In their Community Engagement Brochure and planning application of 2019, UKOG state that they don’t want to “Industrialise Surrey or Sussex”.
The relevant document can be seen here on Surrey CC’s website – pages 20 and 26:
The nature of “Tight Oil” means that it doesn’t just flow from the ground under its own pressure. This means it must be teased out, and much like sucking water from a sponge, teasing from one spot won’t get it all out. There must be many points of entry – many well pads.
Stephen Sanderson, CEO of UKOG explains in the video below: “This type of oil deposit very much depends on being able to drill your wells almost back to back, so it becomes very much like an industrialised process”.
The video was compiled in 2016 and is provided by the Frack-off.org website.
Note that that UKOG have stated that they don’t want or need to do any fracking. The process they propose in the 2019 planning application uses ‘new techniques’.

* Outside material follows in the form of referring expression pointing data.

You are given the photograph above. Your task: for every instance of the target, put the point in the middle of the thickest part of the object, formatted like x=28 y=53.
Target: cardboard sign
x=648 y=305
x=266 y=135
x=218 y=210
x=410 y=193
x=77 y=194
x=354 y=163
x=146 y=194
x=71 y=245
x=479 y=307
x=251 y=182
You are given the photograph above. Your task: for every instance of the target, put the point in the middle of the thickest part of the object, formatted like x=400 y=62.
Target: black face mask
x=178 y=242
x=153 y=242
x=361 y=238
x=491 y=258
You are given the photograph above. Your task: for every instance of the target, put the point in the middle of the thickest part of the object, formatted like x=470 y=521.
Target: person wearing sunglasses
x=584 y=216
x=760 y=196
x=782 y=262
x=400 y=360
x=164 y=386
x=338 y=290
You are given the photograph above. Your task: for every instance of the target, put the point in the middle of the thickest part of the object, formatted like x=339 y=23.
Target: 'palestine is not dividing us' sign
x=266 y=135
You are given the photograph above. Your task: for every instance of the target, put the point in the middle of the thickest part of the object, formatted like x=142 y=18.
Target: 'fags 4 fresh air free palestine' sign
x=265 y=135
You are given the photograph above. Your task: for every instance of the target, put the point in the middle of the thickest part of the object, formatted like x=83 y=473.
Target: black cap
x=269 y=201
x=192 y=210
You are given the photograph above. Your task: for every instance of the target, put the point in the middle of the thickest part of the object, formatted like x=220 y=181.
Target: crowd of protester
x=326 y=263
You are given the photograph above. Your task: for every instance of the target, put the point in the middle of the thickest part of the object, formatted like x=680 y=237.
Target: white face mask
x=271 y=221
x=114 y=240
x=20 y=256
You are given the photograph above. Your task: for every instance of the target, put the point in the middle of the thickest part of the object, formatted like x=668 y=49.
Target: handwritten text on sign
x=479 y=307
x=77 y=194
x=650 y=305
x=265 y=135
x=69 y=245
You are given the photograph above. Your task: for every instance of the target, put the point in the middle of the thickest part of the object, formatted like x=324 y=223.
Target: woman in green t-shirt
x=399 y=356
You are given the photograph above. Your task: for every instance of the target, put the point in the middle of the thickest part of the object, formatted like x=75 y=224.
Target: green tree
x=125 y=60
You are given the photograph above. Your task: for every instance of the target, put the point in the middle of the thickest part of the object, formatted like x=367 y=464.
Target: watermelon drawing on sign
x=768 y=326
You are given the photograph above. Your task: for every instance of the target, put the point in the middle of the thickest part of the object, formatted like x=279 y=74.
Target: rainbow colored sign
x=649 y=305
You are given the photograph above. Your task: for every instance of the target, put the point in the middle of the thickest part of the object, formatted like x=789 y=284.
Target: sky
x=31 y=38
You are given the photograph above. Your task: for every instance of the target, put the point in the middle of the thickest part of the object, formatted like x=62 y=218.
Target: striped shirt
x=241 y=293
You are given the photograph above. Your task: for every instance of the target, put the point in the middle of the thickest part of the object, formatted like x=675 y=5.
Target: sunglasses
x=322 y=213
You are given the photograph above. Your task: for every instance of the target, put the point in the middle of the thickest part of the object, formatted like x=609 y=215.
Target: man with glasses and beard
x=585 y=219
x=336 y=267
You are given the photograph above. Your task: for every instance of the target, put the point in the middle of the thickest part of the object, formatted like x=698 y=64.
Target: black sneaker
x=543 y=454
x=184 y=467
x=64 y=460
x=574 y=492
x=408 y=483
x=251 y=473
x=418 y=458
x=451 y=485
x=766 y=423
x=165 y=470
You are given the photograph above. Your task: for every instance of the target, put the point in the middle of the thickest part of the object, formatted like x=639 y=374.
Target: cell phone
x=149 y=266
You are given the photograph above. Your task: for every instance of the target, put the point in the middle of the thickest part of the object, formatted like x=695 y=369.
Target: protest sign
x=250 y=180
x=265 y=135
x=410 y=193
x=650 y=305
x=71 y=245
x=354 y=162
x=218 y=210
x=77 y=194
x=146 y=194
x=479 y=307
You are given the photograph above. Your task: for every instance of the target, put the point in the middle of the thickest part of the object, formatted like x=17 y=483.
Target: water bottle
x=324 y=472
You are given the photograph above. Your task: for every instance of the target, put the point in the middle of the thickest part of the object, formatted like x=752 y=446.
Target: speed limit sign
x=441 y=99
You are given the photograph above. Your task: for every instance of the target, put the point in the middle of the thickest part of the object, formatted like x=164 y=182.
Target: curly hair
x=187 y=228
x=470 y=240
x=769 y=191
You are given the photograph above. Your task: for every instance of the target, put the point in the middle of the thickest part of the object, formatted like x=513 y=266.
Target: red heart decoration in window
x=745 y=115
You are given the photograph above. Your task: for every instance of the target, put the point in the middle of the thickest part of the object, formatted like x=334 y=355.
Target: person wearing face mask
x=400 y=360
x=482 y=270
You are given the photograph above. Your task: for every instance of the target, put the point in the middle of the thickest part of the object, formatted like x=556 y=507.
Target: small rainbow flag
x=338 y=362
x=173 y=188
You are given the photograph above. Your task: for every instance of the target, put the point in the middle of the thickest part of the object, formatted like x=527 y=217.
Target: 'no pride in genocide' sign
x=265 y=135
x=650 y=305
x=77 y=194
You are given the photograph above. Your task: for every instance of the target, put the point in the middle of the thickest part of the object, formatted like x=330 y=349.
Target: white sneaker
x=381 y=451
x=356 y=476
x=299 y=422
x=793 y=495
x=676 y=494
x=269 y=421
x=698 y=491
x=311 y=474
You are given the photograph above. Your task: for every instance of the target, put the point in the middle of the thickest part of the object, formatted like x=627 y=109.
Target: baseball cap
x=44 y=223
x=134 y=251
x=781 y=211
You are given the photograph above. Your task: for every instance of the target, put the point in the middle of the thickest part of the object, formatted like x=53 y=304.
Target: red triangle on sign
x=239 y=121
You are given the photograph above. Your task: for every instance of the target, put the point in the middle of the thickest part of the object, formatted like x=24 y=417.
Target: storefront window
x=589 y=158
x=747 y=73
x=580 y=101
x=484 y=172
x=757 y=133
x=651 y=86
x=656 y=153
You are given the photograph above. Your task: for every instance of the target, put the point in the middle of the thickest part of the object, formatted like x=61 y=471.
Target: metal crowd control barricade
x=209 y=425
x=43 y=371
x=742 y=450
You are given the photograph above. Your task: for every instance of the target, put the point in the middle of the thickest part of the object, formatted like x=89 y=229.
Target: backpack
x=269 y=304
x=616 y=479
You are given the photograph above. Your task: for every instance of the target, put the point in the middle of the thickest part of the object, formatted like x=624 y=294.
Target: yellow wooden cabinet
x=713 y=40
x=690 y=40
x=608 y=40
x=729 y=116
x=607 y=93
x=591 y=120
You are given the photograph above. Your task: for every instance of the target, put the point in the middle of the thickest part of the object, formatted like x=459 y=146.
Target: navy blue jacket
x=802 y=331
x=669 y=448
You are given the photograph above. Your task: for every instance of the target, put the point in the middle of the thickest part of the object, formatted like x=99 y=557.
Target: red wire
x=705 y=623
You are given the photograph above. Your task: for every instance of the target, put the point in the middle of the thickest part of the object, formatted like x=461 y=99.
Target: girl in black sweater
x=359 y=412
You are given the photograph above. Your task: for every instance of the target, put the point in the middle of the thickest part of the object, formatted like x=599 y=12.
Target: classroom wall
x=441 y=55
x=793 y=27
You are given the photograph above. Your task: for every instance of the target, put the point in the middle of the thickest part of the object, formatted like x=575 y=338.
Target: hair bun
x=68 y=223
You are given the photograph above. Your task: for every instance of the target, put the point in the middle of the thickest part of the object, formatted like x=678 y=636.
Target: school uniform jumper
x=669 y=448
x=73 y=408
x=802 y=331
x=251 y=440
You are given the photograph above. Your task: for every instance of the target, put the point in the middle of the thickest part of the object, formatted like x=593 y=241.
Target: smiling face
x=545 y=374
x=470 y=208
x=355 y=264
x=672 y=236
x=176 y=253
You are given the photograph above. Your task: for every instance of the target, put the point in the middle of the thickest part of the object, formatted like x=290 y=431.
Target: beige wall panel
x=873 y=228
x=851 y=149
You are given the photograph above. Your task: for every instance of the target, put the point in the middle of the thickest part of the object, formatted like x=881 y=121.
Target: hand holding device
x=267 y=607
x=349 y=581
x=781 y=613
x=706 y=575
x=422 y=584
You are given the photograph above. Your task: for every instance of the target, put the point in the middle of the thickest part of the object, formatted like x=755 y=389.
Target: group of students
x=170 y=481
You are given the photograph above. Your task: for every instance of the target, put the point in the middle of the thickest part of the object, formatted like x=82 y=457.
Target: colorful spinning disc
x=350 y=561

In 2016 UKOG was full of hope for back to back drilling but things have not gone according to plan for Sanderson. It has run into trouble at its other sites in the Weald (https://drillordrop.com/2019/07/03/onshore-licence-moves-to-production-without-drilling-a-successful-well/ ). UKOG now says “because of the chemical composition of the rocks, the acidisation process can have a significantly detrimental effect on the ability of oil and gas to flow into the well”. As a result it seems to have ruled out “matrix acidisation” as its preferred stimulation technique and it is now looking to its proposed site at Dunsfold to experiment with ‘new techniques’ to see if it can find a solution. In other words, Dunsfold is going to be a UKOG guinea pig.
So how will UKOG stimulate the oil at Dunsfold to get it out? That is a very good question. The company has also said in the past that it won’t use ‘hydraulic fracking’ (plus we think it doesn’t have the resource as fracking is for the big boys) but with these ruled out Drill or Drop (the independent online newspaper which reports on the oil and gas industry) suggests the choice could come down to ‘acid fracturing’ or a new technique known as ‘fishbones’ https://www.fishbones.as/ both of which still involve stimulation using acid.
Meanwhile, in another part of the Weald over at Brockham in Sussex, Angus Energy, who control the extraction licence for that sector, have just announced with are withdrawing from the site having failed to extract oil commercially. They said publicly in June 2019 that to get oil out commercially Brockham needs (yes, you guessed), Hydraulic Fracturing i.e FRACKING – which coincidentally is exactly what Conoco said would be needed at Balcombe back in 2010.